By David Daniels and Virginia Price
Harper San Francisco, 109 pp.
Are you one of those hopelessly out-of-the-loop types (like me) who knows so little about the modern-day tools of self-discovery that when someone says "enneagram," you say, "Huh?" If so, you'll be as shocked as I was to find that all of human nature has been divided into nine basic personality types to be employed in a handy self-analysis tool--the enneagram (the word originates from the Greek name for a symbol with nine points). Descriptions of these nine types have been around for centuries, apparently, and reference to them in one form or another can be found in ancient traditions from Sufism to Judaism to early Christianity.
What's new is that therapists and counselors have begun to use enneagrams, and some employers even use them in business settings. The idea is that if people can understand what core personality trait--like anger or pride or lust--drives and impedes them, they can find their way in a complex world and in the process help themselves live better lives, be better people, or become more successful sharks in corporate waters.
Sounds simple, right? In the hands of Stanford Medical School psychiatry professor David Daniels and former Stanford researcher Virginia Price, it's probably as simple as it's going to get. In their "Essential Enneagram," Prince and Daniels guide the reader through a concise test they've developed for decoding personality types, labeling them, and putting these new insights to work.
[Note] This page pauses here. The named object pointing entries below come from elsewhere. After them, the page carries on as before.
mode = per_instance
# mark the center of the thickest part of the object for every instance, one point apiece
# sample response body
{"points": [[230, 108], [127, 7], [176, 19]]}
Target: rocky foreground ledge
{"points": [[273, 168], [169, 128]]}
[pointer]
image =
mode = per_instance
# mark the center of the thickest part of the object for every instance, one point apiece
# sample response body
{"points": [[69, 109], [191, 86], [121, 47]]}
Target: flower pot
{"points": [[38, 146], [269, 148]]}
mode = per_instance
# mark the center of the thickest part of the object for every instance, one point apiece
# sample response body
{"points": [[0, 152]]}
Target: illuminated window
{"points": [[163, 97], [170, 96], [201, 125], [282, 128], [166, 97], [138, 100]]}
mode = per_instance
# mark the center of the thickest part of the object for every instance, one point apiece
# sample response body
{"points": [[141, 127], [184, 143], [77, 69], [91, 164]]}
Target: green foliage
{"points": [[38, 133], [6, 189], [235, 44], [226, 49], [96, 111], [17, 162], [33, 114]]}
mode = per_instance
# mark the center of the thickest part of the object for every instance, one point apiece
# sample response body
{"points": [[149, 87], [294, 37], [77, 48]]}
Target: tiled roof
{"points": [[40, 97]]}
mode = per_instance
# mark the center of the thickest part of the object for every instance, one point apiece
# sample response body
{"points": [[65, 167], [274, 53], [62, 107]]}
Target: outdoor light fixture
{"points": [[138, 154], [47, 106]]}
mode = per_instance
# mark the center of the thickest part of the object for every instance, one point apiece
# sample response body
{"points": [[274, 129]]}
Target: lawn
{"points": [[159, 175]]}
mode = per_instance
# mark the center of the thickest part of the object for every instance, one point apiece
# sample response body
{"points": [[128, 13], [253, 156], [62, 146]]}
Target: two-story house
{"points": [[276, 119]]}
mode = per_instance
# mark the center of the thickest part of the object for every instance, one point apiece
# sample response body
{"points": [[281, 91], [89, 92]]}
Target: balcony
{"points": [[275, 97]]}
Here's how it all works. Step one is to read nine short paragraphs--each one a snapshot of one of the nine basic enneagram types. The paragraphs start with simple statements like "I approach things in an all-or-nothing way, especially issues that matter to me." Or, "I would characterize myself as a quiet, analytical person who needs more time alone than most people do." Then they divulge other, more specific attributes. This part takes a bit longer than your average women's-magazine-pop-psychology quiz; but then again, you're playing with the personality pros. Even so, by the time you reach page 8, you will have narrowed the building blocks of your soul down to three of these possibilities: the Perfectionist, Giver, Performer, Romantic, Observer, Loyal Skeptic, Epicure, Protector, or Mediator. Then you follow the instructions to whittle your choices down to one.
Given that who we think we are often varies dramatically from who we really are, this part can be tricky. To continue, you need to buy one major aspect of enneagram theory: Somewhere along the way, you, me and everyone else on earth lost sight of one of life's fundamental principles (conveniently, there are nine of these, too). Then we each developed a new belief to replace it, say the authors, and the person we've become is the output of our new and skewed belief. So, for each type, Daniels and Price provide a brief description of what they call the "basic proposition"--a description of the lost fundamental belief, what you've come to believe instead, and what personality traits that has caused you to have. Reading through the propositions and deciding whether they ring true are the next steps, then, to decoding the real you.
Let's say type 3--the Performer--is on your short list. You'll read that all Performers forgot that "everything works and gets done naturally according to universal laws." Instead, Performers believe that what gets done depends on personal effort, and that people are rewarded for their efforts, not for who they are. As a result, say the authors, Performers learn to get love and approval by achieving success and maintaining a good image. If this sounds like you, you'll evaluate the characteristics that you developed because of this makeshift belief system--learning where you focus your attention, what you avoid, what causes you stress and anger, how you cope with both, and so on.
So, you might be asking, can you find out you're a Performer and work to become, say, an Observer instead? No, you still have to live with yourself. The idea, though, is to learn to recognize what holds you back and how it makes you behave so that you can lose some of the barriers to personal growth--including spiritual growth.
Many will balk at this cookie-cutter or rule-of-thumb approach to something as complex as human development. Others will find the exercise falls somewhere between entertainment and a useful jumpstart to becoming more self-aware. And no doubt many readers will join the ever-growing bandwagon of enneagram devotees. If you fall into the latter group, you'll want to pay particular attention to this advice: after you've selected your personality type, verify it. Daniels and Price recommend asking someone who knows you well to review your type profile and see if he or she agrees that it fits. And, be sure to do this before following the authors' type-specific instructions for self-development. After all, having a Romantic follow a Perfectionist's instructions for growth and change is akin to mistakenly putting Lucille Ball into Miss Manner's therapy session. And we wouldn't want that, now, would we?